SHRACK: A SELF-ORGANIZING PEER-TO-PEER SYSTEM FOR DOCUMENT SHARING AND TRACKING

Tanta-ngai, Hathai 23 April 2010 (has links)
Given a set of peers with overlapping interests where each peer wishes to keep track of new documents that are relevant to their interests, we propose Shrack-a self-organizing peer-to-peer (P2P) system for document sharing and tracking. The goal of a document-tracking system is to disseminate new documents as they are published. We present a framework of Shrack and propose a gossip-like pull-only information dissemination protocol. We explore and develop mechanisms to enable a self-organizing network, based on common interest of document sets among peers. Shrack peers collaboratively share new documents of interest with other peers. Interests of peers are modeled using relevant document sets and are represented as peer profiles. There is no explicit pro file exchange between peers and no global information available.

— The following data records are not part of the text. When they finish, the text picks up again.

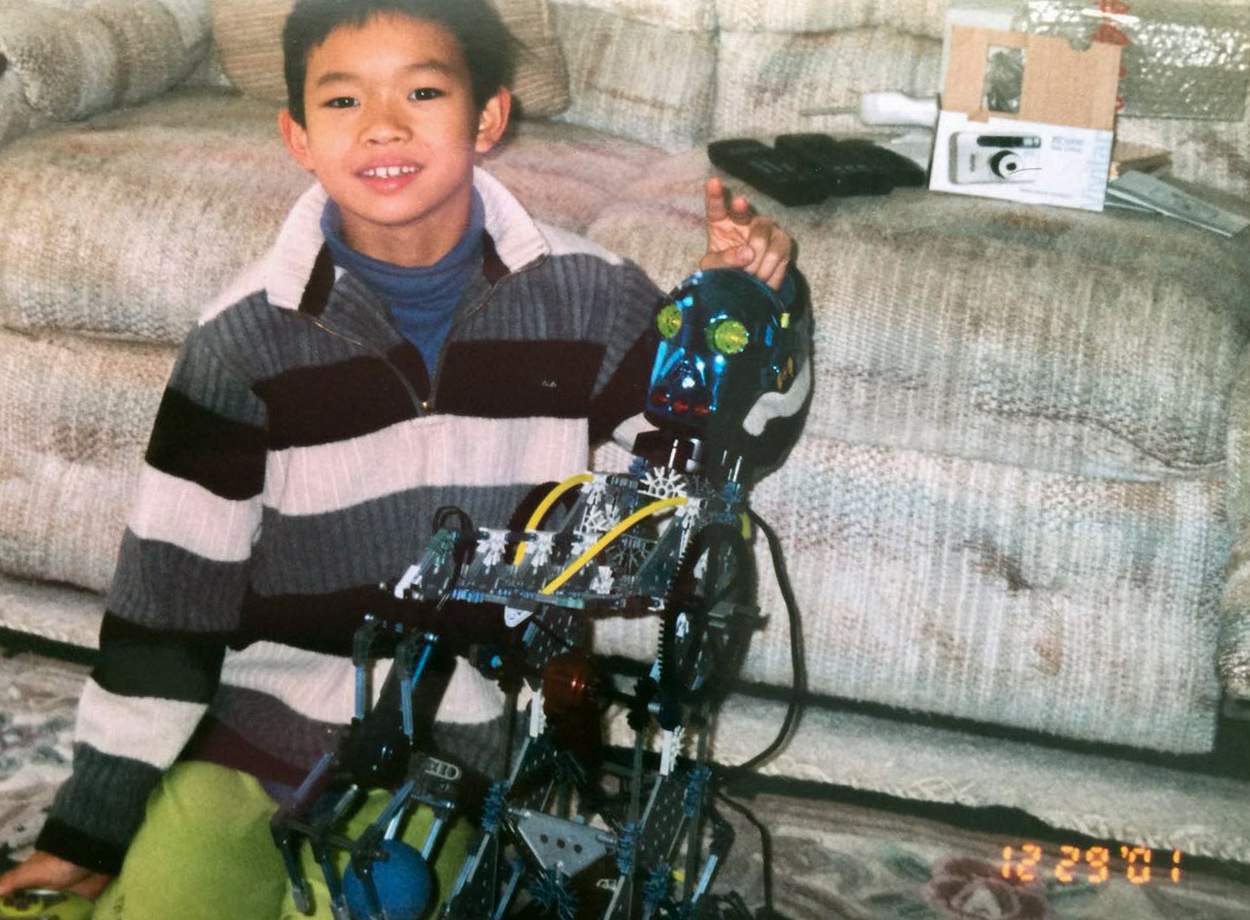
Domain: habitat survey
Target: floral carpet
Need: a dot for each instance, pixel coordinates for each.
(830, 860)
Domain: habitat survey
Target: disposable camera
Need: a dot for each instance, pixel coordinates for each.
(994, 158)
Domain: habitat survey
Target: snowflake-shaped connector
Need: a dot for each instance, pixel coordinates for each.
(490, 548)
(603, 580)
(671, 749)
(540, 549)
(596, 488)
(663, 483)
(583, 544)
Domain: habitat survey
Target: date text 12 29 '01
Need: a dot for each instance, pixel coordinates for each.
(1140, 865)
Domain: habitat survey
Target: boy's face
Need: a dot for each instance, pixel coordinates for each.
(391, 131)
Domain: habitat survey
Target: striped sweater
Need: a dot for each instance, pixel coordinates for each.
(299, 454)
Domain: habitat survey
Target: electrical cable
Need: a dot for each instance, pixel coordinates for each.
(765, 845)
(798, 660)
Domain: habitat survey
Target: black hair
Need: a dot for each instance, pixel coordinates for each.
(488, 46)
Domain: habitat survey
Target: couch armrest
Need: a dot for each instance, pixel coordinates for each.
(61, 64)
(1234, 648)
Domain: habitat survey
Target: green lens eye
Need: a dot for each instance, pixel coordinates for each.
(728, 336)
(669, 320)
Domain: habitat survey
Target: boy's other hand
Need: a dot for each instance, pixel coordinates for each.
(45, 870)
(738, 238)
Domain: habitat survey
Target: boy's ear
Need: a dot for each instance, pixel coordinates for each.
(493, 120)
(296, 138)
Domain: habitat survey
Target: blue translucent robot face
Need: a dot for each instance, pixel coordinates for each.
(726, 340)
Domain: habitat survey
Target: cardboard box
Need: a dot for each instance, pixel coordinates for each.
(1048, 144)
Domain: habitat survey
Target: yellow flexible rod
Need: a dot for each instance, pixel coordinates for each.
(601, 543)
(545, 505)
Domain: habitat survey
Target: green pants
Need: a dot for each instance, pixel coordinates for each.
(205, 853)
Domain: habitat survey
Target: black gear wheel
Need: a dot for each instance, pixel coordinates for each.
(714, 591)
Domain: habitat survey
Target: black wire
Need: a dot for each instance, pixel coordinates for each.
(765, 844)
(798, 660)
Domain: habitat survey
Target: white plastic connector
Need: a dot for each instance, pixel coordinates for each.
(898, 109)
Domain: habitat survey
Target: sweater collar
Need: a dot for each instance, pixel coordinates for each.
(289, 266)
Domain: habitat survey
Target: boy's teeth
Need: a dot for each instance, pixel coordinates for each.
(389, 171)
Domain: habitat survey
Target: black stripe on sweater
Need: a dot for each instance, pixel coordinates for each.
(139, 661)
(625, 393)
(346, 399)
(193, 443)
(519, 379)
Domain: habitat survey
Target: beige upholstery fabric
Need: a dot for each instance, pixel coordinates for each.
(68, 60)
(635, 79)
(920, 18)
(770, 83)
(1008, 503)
(683, 15)
(566, 174)
(150, 241)
(131, 221)
(1100, 345)
(74, 421)
(249, 36)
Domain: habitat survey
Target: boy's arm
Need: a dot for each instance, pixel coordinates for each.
(174, 601)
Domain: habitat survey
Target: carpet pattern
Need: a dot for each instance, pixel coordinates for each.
(830, 860)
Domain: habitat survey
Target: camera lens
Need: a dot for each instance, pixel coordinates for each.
(1004, 164)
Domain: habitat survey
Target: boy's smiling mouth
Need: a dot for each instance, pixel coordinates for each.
(388, 171)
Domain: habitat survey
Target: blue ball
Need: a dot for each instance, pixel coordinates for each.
(404, 881)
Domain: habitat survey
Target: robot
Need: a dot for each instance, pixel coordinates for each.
(570, 831)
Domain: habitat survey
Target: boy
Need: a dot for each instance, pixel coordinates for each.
(413, 340)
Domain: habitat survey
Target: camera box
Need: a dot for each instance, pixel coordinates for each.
(1026, 118)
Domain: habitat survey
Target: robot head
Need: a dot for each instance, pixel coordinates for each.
(733, 355)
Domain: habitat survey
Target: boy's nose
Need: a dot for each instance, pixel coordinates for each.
(385, 128)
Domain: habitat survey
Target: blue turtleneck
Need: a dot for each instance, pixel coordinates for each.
(423, 300)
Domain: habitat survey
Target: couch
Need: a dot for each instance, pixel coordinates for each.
(1019, 509)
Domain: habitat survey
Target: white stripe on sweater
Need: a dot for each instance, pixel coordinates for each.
(186, 515)
(438, 450)
(141, 728)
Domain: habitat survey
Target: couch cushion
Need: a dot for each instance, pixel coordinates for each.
(69, 60)
(776, 81)
(130, 223)
(921, 18)
(75, 415)
(990, 593)
(249, 40)
(1095, 344)
(173, 199)
(679, 15)
(633, 78)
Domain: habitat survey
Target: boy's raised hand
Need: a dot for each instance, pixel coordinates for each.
(738, 238)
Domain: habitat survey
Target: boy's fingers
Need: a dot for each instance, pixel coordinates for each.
(735, 258)
(714, 200)
(770, 245)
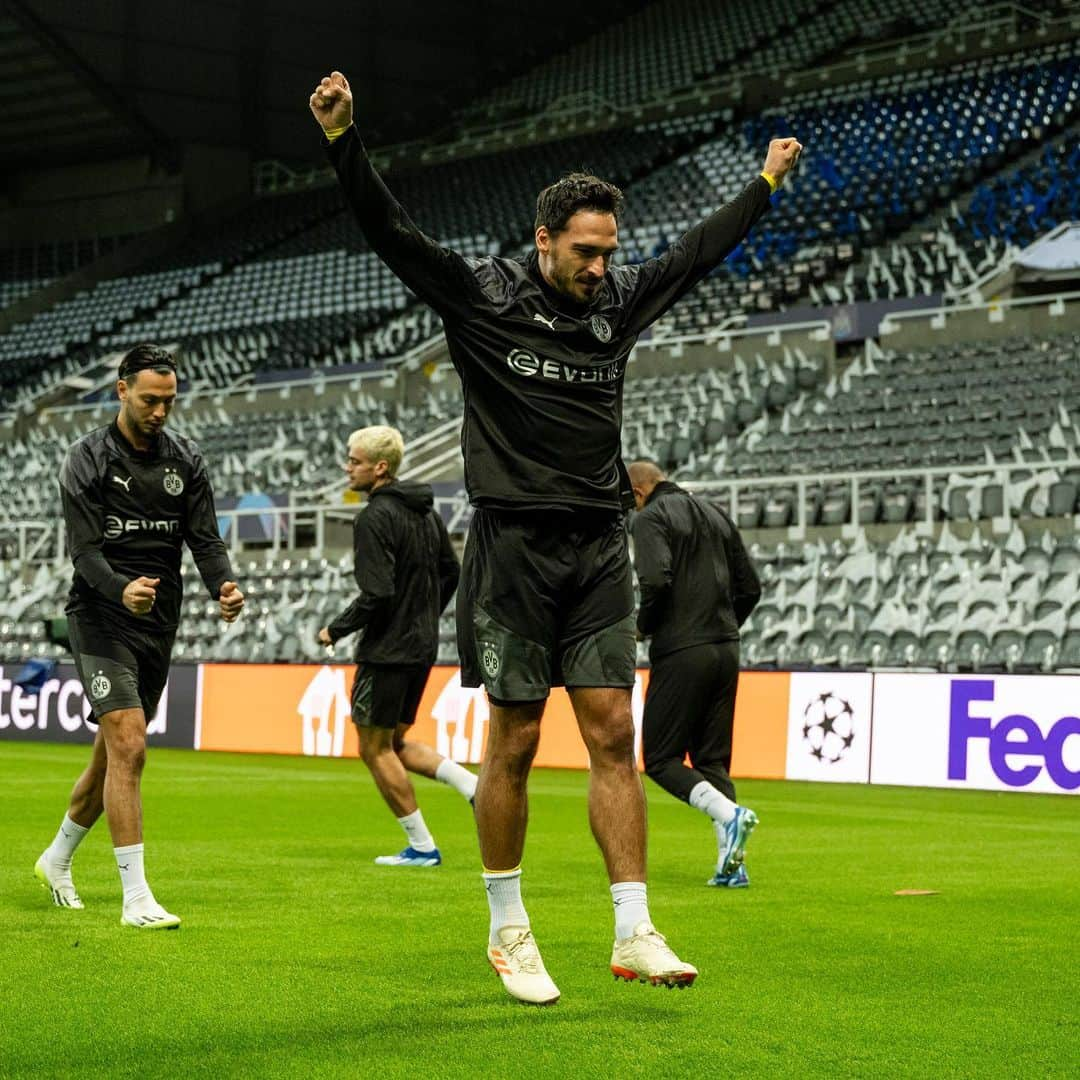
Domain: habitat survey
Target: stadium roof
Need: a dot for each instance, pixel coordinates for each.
(90, 80)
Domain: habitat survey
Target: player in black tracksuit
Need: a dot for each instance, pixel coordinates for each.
(406, 572)
(698, 586)
(547, 596)
(132, 496)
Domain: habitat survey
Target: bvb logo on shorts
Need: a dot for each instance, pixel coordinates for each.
(99, 686)
(173, 483)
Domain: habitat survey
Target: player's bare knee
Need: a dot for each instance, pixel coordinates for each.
(610, 744)
(374, 743)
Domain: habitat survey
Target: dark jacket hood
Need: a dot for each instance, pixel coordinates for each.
(418, 497)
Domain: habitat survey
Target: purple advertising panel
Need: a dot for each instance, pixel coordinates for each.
(59, 711)
(996, 732)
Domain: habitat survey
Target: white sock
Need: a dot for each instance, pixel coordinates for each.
(713, 801)
(132, 875)
(419, 838)
(504, 901)
(631, 907)
(461, 780)
(68, 837)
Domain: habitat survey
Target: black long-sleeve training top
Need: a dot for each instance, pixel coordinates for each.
(542, 377)
(126, 513)
(698, 583)
(406, 571)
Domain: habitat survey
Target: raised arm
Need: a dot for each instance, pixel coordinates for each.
(665, 279)
(436, 274)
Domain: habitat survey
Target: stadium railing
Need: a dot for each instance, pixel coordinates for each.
(1004, 312)
(808, 489)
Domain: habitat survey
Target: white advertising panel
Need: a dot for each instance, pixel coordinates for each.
(998, 732)
(828, 727)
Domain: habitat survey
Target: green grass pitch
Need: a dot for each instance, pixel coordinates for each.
(298, 957)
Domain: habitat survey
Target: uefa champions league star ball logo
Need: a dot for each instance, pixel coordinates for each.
(828, 727)
(99, 686)
(601, 327)
(173, 482)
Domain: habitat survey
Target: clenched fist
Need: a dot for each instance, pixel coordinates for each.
(332, 102)
(231, 599)
(139, 595)
(783, 153)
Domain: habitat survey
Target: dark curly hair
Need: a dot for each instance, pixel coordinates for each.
(557, 203)
(144, 356)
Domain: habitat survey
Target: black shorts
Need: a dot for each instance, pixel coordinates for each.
(385, 696)
(120, 667)
(547, 598)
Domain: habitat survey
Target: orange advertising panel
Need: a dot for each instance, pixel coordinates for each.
(759, 743)
(305, 709)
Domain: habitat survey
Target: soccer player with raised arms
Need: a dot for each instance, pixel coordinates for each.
(547, 593)
(132, 495)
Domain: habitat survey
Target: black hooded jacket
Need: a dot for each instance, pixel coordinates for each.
(698, 583)
(406, 571)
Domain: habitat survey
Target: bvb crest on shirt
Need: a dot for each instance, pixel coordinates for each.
(99, 686)
(173, 482)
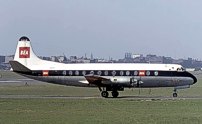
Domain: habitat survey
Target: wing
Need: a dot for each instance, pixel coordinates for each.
(97, 80)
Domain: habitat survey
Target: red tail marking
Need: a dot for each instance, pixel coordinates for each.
(24, 52)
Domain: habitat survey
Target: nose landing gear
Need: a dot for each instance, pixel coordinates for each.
(175, 94)
(104, 94)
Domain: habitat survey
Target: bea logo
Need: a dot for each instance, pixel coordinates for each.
(24, 52)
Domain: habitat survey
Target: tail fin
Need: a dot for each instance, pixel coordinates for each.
(24, 53)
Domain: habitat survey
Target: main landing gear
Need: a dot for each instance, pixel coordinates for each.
(175, 93)
(105, 94)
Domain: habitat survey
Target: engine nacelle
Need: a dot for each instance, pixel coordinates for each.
(122, 80)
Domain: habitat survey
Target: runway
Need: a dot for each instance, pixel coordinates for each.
(92, 97)
(23, 81)
(18, 81)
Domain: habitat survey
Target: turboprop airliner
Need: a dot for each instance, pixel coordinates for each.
(106, 76)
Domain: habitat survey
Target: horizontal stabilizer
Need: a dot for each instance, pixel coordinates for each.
(18, 67)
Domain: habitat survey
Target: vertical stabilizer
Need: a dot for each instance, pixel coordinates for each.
(24, 53)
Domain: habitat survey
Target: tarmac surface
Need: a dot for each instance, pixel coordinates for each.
(24, 81)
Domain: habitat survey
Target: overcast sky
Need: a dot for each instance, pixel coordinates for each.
(103, 27)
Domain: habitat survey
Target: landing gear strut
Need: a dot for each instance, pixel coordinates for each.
(114, 90)
(104, 94)
(115, 94)
(175, 94)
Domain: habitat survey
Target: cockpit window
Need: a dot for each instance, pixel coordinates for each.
(180, 69)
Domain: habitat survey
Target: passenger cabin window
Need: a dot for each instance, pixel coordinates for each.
(127, 73)
(99, 73)
(64, 73)
(76, 72)
(156, 73)
(113, 73)
(106, 73)
(121, 73)
(84, 72)
(147, 73)
(92, 73)
(135, 73)
(70, 73)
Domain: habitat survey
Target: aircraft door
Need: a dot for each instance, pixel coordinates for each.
(134, 82)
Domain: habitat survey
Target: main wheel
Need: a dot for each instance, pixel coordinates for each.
(115, 94)
(174, 94)
(105, 94)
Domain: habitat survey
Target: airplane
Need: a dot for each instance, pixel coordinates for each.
(106, 76)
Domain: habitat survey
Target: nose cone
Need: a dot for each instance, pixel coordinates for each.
(194, 78)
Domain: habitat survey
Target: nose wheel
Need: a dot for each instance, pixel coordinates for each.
(175, 94)
(104, 94)
(115, 94)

We describe how peers create their user pro files, discover the existence of other peers, locally learn about interest of other peers, and finally form a self-organizing overlay network of peers with common interests. Unlike most existing P2P file sharing systems which serve their users by finding relevant documents based on an instant query, Shrack is designed to help users that have long-term interests to keep track of relevant documents that are newly available in the system. The framework can be used as an infrastructure for any kind of documents and data, but in this thesis, we focus on research publications. We built an event-driven simulation to evaluate the performance and behaviour of Shrack. We model simulated users associated with peers after a subset of authors in the ACM digital library metadata collection. The experimental results demonstrate that the Shrack dissemination protocol is scalable as the network size increases. In addition, self-organizing overlay networks, where connections between peers are based on common interests as captured by their associated document sets, can help improve the relevance of documents received by peers in terms of F-score over random peer networks. Moreover, the resulting self-organizing networks have the characteristics of social networks.